第7話 適正検査

「いいなー!!!俺もそれ欲しい!!」


「感性が小学生かよ」


 持っていた武器を優しく棚に戻したあと、超高速で俺の元へ戻ってきた直樹。


 あれだ。霧矢と少し似ている気がする。こいつら出会ったら仲良くなりそーだな。


 直樹のスキル『万能装備レベル1』というのに合わせて、氷で武器を作っていく。


 しかし万能装備……万能装備か。一体どういう能力なんだこれ。謎すぎて全くもって想像がつかねぇ。とりあえず、俺の趣味全開でハルバードを作っておく。「ふおおおおお!!」と目を輝かせていたので、どうやら正解だったようだ。

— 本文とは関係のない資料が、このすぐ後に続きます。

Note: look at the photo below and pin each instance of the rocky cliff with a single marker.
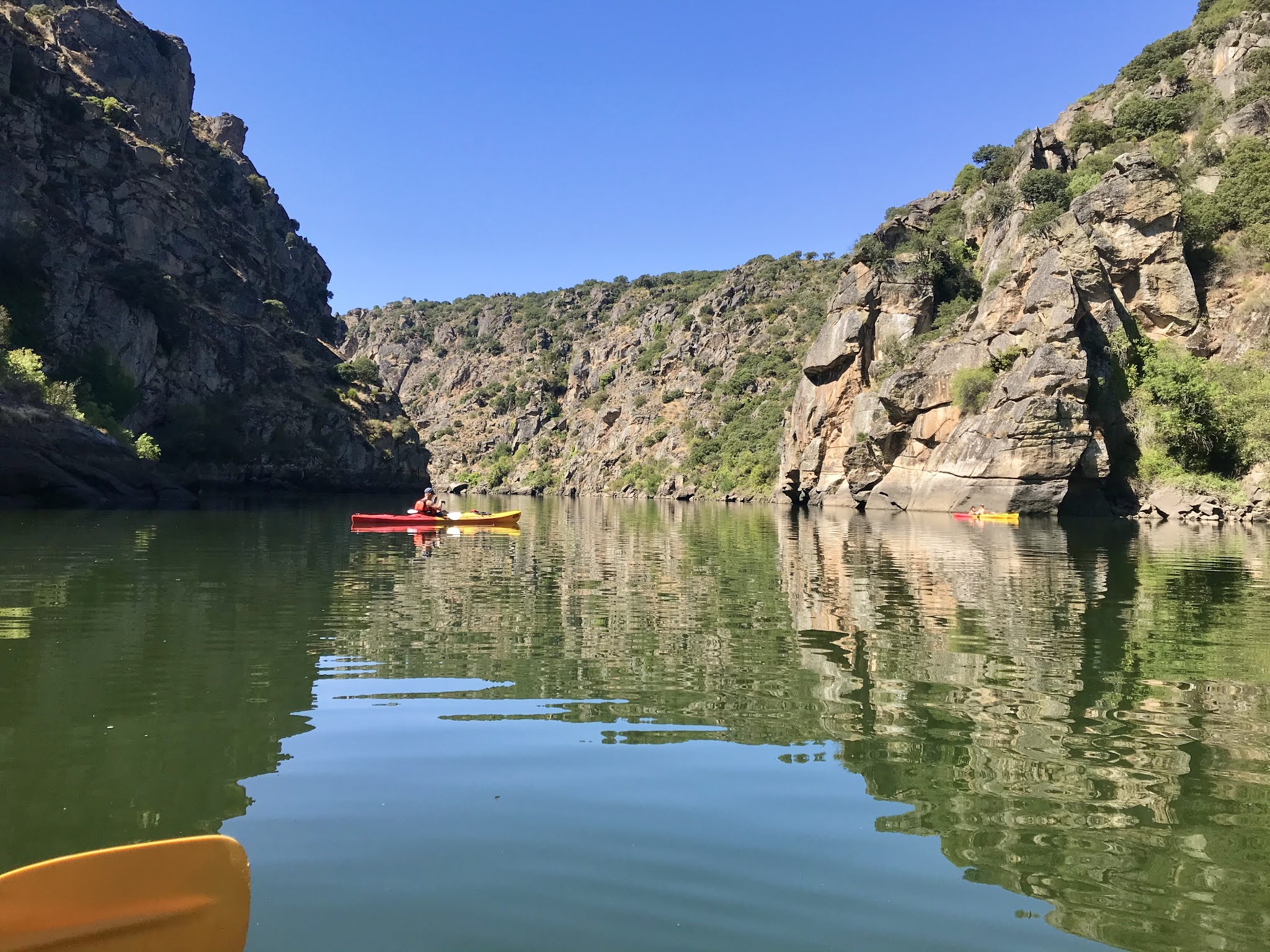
(151, 267)
(668, 385)
(1112, 263)
(1080, 319)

 さてと、俺の武器はどうするかな。いつもは無限の武器庫から適当に射出しながら、俺も近距離戦を仕掛ける『なんちゃってゲートオブバ○ロン戦法』をやっているのだが、今回それをやるのはあまりにもオーバーキルすぎる。


 しょうがない。剣を3つくらい作ってから浮かせておくか。皆の戦闘が優位になれるように、後方支援に徹しよう。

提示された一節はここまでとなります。